Thursday, 6 June 2013

They'll let anyone in these days

   My wife and I are sitting in a waiting room at a Government office in a suburb of Birmingham. There is quite an air of camaraderie among the people waiting with us, an American businessman and an Indian couple about our age. This is a regional UK Border Agency office, and we are all here for the same reason: to apply for or renew a UK visa.
    It amuses me sometimes that people forget my wife, who hails from the other side of the Atlantic, is an immigrant. "But she's..." They pause, looking embarrassed. I want to complete their sentence for them: "White?", but don't.

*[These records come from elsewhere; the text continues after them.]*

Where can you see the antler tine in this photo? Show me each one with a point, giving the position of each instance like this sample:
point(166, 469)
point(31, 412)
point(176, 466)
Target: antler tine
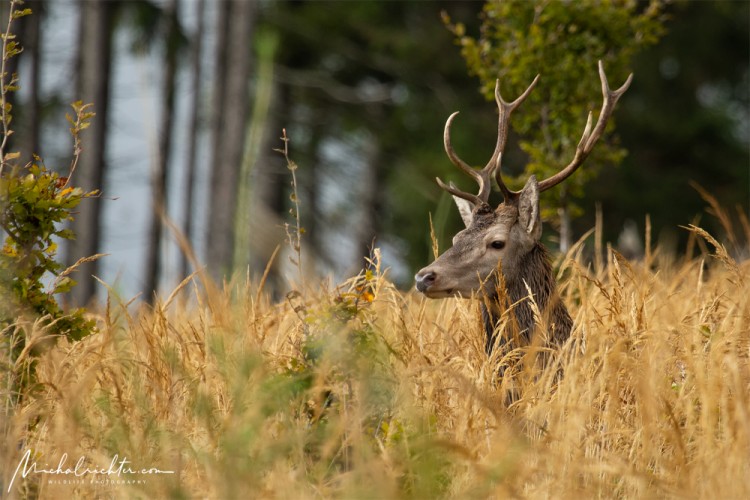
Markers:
point(589, 137)
point(479, 177)
point(504, 110)
point(484, 177)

    There's a lot of nonsense talked about immigration. From all sides, those on the left like to see talking nonsense on immigration as purely a right-wing issue but the fact is they're as guilty as anyone. With varying degrees of accuracy depending on whom you are talking to those pesky foreigners bring jobs, take jobs, take homes, cause chaos in hospitals, run hospitals, take all the benefits, pay half the taxes, do no work and do all the work. Politicians like to sound tough on immigration but hate to get involved with it while the immigrants themselves just want to get on with their lives.

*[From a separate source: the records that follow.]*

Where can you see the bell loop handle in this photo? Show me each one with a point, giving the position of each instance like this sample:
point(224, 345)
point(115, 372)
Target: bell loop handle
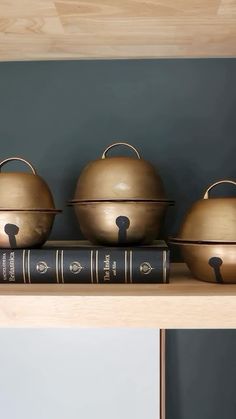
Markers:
point(120, 143)
point(206, 195)
point(19, 159)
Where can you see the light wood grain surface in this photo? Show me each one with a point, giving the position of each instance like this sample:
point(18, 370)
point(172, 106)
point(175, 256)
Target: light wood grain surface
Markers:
point(184, 303)
point(72, 29)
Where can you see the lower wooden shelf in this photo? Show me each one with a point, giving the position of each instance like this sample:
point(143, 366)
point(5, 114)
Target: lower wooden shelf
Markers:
point(184, 303)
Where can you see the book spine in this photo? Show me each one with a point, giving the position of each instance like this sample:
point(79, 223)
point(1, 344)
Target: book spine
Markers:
point(84, 265)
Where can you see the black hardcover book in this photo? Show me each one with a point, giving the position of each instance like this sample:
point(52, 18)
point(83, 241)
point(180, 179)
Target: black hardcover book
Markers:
point(80, 262)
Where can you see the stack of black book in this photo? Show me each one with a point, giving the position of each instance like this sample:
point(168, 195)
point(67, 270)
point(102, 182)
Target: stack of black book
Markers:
point(72, 262)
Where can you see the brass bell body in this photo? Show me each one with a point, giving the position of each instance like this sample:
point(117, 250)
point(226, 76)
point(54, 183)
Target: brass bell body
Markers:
point(27, 209)
point(120, 200)
point(213, 262)
point(207, 238)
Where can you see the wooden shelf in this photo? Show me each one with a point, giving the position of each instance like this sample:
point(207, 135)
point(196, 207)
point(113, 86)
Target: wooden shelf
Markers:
point(73, 29)
point(184, 303)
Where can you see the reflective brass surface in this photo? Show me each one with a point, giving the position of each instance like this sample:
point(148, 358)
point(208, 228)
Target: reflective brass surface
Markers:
point(119, 178)
point(211, 262)
point(23, 190)
point(210, 219)
point(27, 209)
point(117, 223)
point(24, 229)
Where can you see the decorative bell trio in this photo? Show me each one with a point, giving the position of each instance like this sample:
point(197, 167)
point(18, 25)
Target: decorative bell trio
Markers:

    All of which brings me to us, sitting in that waiting room near Birmingham. Over the past decade and a half we've had to deal with the visa system several times. Each time it's happened a cheque has changed hands, but one thing's certain. I know every time we'll be paying twice as much as we did the last time for the same service.

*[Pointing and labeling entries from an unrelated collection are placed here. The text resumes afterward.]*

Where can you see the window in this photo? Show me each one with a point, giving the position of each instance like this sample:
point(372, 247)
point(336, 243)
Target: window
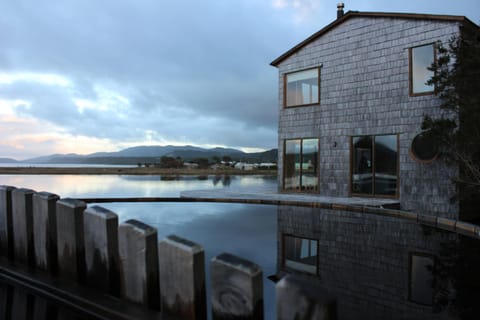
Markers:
point(375, 165)
point(421, 279)
point(301, 165)
point(424, 147)
point(421, 58)
point(302, 88)
point(300, 254)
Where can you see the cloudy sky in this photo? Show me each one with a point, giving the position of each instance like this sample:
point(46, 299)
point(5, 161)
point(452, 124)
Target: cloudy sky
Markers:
point(102, 75)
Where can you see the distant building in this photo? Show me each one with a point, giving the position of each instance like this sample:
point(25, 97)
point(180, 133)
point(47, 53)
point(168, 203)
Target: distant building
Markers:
point(352, 100)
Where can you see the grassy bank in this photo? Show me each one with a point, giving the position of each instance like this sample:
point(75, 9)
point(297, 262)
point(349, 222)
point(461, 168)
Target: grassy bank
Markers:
point(132, 171)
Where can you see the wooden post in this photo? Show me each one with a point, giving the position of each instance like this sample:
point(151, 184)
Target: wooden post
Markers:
point(45, 230)
point(237, 288)
point(70, 244)
point(182, 278)
point(6, 236)
point(22, 222)
point(101, 249)
point(137, 245)
point(303, 299)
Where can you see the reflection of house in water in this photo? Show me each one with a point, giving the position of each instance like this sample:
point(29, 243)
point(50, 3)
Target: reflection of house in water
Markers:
point(375, 267)
point(352, 100)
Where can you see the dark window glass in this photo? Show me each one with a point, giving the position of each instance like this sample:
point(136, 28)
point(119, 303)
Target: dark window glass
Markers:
point(421, 279)
point(375, 165)
point(386, 165)
point(301, 254)
point(362, 164)
point(421, 58)
point(424, 147)
point(292, 164)
point(301, 164)
point(302, 88)
point(309, 164)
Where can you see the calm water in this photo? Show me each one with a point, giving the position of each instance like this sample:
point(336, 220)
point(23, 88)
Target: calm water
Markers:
point(249, 231)
point(376, 267)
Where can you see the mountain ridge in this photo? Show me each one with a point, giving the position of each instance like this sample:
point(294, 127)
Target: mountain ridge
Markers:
point(143, 154)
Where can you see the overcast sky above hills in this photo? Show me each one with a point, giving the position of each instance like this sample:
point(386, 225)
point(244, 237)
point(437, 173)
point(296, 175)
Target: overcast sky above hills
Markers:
point(87, 76)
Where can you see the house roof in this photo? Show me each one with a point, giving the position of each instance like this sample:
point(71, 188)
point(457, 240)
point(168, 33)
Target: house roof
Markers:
point(352, 14)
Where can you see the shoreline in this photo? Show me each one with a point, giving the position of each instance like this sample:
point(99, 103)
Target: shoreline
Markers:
point(129, 171)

    The politicians have hit on the perfect formula, you see. They stand up at a party conference and say they'll get tough on immigration. Rousing speech, standing ovation. The tabloid readers see that and go away happy, at last, they think, Something will be Done about illegal immigrants!
    Meanwhile those of us who have to deal with the system release a groan. We know what they'll really do, which is double the price for the legal immigrants. After all, going after illegal immigrants requires a bit of effort, and that's not what governments do!
    We wait long enough for the chairs to become uncomfortable, then my wife is summoned away to the two desks for document checks and biometrics. We go away for lunch, and on our return she's told her application is successful.
    I wish those from all sides who go on so much about immigration could spend a morning in that waiting room.